Selección a cargo de Marcelo Martino |
El viaje -el que se concreta pero también el que se lee, anhela, imagina, proyecta- como forma de olvidar, de olvidarse, de renacer curado. El viaje como vía de distanciamiento y posibilidad de metamorfosearse, de volverse otro. «El viaje», el cuento de Horacio Elsinger que presentamos, como invitación a la huida del insoportable sopor de San Miguel de Tucumán para tocar el cielo -y a los dioses- con las manos.
“El viaje”, de Horacio Elsinger
(tomado de La última ballena, EDUNT, 2012)
“El tiempo que perdí
vagando por las calles
de mi ciudad, en todo
el mundo lo he perdido”.
Cavafis
La carta apareció en el fondo del cajón del armario. Estaba ahí entre una pila de otras cartas, fotos y recuerdos. Me detuve en ella al ver que no estaba dirigida a mí y que permanecía cerrada. Agobiado por la soledad y el agobiante verano me había puesto a revolver el cajón buscando consuelo en imágenes y palabras de otros tiempos.
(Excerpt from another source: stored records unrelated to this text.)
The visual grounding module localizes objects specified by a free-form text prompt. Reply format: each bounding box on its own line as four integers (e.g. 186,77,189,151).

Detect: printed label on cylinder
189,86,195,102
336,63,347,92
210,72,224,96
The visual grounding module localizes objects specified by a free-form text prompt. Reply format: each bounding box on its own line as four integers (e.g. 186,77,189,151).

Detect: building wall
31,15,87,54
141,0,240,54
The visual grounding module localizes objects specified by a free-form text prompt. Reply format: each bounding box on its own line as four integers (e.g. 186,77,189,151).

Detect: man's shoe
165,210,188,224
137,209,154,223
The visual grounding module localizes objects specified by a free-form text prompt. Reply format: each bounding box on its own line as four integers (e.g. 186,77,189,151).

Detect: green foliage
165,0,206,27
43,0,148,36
Había algo irónico en mi hallazgo: hacía tiempo que esperaba sin suerte una carta. Seis meses atrás ella había partido hacia Londres y desde entonces no sabía nada de su vida. En el silencio de mi cuarto todavía podía escuchar su voz diciéndome que todo había terminado. “La personas cambian”, me había dicho mientras yo la contemplaba en un silencio resignado. Desde entonces, cada mañana, si escuchaba el timbre, corría esperando encontrarme con un mensajero o miraba hacia el pie de la puerta, donde, todas las veces, solo brillaba una ausencia. Mis días transcurrían vagando por la ciudad calurosa y húmeda sin encontrar un lugar dónde poner los ojos que no me trajese recuerdos de ella. A diario me decía que debía partir lejos, pero la espera me mantenía atrapado en sus calles.
Observé la carta con detenimiento. No recordaba a ningún amigo o conocido con el nombre del destinatario. Tampoco me decía nada el nombre de mujer en el remitente. Como procedencia figuraba la ciudad de Buenos Aires, pero no se aclaraba domicilio particular. Algo, sin embargo, la relacionaba conmigo: la carta había sido enviada donde yo había trabajado como recepcionista en otros tiempos. El sello postal indicaba que había sido puesta en el correo ocho años atrás; precisamente la época en la que yo trabajaba en el hotel. Probablemente estaba dirigida a algún pasajero, pero no lograba recordar cómo había llegado a mi poder. Ahora que la había descubierto no podía regresarla al lugar donde había permanecido tanto tiempo ignorada. Destruirla me parecía simplemente absurdo: una carta se escribía para que alguien la leyese. Si existía algo igual o peor a no recibir una carta era enviar una y que ésta no llegase a destino. Una vez había leído una historia de un ex empleado de correo que luego de trabajar en la sección de cartas no entregadas caía en una profunda depresión. Sólo quedaba una alternativa. Sabía que estaba a punto de violar la intimidad de alguien, pero mi curiosidad pudo más que mis escrúpulos: me recosté contra el respaldo de mi cama y abrí el sobre.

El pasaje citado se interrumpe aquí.